Thu, 09 Aug 2012

Simple Scheduling in Windows Azure

Nate Totten recently wrote a nice post called Task Scheduling with Windows Azure Web Sites Using a Cron Job Service, in which he described how to use a third-party cron service to call your web application on a regular schedule. This is a great solution when your code can only run in response to an incoming web request, as is the case in Windows Azure Web Sites, Heroku, or any (other) shared hoster. Today, Google App Engine has a built-in mechanism like this, but I remember people advocating the third-party cron service approach on GAE before this feature was added.

The downside of this approach is that you've added a dependency on a third-party service. Nate wrote:

When uptime is critical or you are running large processes I generally recommend using a Worker Role. It is pretty easy to setup a single worker role to run scheduled tasks.

Task Scheduling with Windows Azure Web Sites Using a Cron Job Service

I too have recommended using a worker role (or a web role, really) for task scheduling, but I built a more complex solution, focusing on scaling out across multiple role instances and scheduling tasks at arbitrary times (preempting existing tasks). Inspired by the simplicity of Nate's approach for Web Sites, I wondered how my approach could be simplified for people who wanted to use a worker role with multiple instances to run something on a simple recurring schedule.
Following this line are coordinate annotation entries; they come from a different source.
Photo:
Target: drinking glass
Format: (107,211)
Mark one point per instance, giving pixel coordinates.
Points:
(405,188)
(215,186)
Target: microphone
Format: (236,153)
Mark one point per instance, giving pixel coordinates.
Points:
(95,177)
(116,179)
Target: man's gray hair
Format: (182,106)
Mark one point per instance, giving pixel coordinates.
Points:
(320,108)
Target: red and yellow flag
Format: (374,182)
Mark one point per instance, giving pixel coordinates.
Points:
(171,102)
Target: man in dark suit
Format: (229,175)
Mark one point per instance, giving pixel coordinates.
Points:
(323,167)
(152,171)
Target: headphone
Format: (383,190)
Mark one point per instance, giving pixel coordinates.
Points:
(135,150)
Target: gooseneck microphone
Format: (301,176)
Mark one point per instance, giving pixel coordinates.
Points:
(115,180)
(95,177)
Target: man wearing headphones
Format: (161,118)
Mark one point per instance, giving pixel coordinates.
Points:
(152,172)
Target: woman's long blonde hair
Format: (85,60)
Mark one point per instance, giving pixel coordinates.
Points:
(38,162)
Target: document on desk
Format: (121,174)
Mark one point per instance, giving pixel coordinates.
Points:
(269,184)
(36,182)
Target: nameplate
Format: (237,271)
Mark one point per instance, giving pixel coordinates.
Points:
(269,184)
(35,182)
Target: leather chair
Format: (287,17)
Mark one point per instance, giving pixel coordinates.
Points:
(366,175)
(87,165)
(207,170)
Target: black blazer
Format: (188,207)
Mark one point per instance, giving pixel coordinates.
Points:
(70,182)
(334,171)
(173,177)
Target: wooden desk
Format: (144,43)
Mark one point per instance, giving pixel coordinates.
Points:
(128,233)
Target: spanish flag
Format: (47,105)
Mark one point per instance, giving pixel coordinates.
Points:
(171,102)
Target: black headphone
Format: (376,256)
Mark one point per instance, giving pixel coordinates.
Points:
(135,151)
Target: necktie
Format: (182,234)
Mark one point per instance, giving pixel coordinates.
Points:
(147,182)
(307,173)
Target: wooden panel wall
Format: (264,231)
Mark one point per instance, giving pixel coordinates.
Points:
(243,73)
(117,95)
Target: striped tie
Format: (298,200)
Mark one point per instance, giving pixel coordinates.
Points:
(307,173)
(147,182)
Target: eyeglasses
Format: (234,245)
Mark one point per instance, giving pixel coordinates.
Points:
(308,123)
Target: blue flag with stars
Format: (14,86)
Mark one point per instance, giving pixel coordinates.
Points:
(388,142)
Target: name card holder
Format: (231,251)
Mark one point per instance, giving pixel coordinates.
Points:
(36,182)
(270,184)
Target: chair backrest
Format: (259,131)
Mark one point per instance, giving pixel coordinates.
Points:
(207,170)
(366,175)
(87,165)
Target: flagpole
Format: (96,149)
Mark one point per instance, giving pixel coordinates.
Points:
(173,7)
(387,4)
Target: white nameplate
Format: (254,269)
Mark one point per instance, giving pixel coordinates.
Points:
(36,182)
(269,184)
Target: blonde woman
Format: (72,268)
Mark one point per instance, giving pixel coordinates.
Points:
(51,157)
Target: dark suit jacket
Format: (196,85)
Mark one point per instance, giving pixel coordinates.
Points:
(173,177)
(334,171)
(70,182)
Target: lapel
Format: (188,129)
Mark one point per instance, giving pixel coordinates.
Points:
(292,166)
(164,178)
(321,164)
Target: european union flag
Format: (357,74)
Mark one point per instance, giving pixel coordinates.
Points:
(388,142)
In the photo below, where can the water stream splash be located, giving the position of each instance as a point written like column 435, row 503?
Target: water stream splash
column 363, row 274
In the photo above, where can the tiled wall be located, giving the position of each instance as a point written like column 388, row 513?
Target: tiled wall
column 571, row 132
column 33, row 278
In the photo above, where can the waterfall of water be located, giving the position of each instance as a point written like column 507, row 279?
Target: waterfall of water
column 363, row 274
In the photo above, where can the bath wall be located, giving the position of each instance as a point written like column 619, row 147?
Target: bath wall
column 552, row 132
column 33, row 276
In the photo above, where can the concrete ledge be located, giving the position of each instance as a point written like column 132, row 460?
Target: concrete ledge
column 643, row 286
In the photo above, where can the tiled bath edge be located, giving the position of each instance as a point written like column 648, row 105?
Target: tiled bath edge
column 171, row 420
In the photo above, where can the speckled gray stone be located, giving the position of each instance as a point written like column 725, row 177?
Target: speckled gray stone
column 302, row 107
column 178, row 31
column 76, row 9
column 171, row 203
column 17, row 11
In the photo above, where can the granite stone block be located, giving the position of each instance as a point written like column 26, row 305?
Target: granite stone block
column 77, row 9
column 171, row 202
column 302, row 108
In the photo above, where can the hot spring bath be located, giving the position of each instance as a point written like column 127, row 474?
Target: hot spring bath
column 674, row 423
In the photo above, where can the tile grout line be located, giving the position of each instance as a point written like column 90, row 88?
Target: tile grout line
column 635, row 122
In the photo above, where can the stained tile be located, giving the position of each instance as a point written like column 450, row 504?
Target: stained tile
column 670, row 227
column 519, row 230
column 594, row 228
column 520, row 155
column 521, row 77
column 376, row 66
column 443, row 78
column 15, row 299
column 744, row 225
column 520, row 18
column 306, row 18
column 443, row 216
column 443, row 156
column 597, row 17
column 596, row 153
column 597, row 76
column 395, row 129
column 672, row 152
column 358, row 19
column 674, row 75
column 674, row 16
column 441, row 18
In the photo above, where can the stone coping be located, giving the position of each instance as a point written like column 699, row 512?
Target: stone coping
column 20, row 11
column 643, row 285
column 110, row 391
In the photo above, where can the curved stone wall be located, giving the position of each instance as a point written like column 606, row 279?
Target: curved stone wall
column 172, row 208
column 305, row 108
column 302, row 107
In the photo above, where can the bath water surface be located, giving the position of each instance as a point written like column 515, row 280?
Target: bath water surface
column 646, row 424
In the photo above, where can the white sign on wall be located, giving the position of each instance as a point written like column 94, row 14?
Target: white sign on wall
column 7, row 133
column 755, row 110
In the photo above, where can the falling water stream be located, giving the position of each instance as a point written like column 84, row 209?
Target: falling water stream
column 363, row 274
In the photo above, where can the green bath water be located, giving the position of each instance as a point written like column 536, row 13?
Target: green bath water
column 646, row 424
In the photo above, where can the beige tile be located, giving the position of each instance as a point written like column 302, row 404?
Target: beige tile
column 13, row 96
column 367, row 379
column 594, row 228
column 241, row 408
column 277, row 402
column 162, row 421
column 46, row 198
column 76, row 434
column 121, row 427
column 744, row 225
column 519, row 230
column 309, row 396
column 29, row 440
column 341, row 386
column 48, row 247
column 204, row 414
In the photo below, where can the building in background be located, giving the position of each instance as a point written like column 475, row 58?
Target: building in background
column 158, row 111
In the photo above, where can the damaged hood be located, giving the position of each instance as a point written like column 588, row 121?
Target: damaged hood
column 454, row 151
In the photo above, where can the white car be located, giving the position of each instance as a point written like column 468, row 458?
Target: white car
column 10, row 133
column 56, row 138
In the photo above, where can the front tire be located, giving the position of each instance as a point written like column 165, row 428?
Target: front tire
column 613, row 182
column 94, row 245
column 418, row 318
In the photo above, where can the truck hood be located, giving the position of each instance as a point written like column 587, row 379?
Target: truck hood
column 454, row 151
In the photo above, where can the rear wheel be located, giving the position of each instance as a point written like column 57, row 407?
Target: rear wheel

For example, suppose I want my application to send me a status report every 15 minutes. I'm running two role instances, but I only want to get one copy of the email.

Below is what I came up with. (Just install-package smarx.WazStorageExtensions first.)

public override Run()
{
    var blob = CloudStorageAccount
        .Parse(RoleEnvironment.GetConfigurationSettingValue("DataConnectionString"))
        .CreateCloudBlobClient().GetContainerReference("leases")
        .GetBlobReference(RoleEnvironment.DeploymentId + ".lease");

    AutoRenewLease.DoEvery(blob, TimeSpan.FromMinutes(15), () => {
        Trace.WriteLine("Doing stuff at {0:R}", DateTimeOffset.UtcNow);
    });
}

Note that I'm using the current deployment ID as part of the blob name. I did that in case I'm running the same code in multiple places (production and staging, or even locally). I want my scheduled task to run in each deployment.

Note that DoEvery never returns. If you want to run this in its own thread, you might want to wrap it like so: new Thread(() => AutoRenewLease...).Start().

The Code

This is part of my smarx.WazStorageExtensions NuGet package, the full source of which is available on GitHub.

This new method can be found in AutoRenewLease.cs.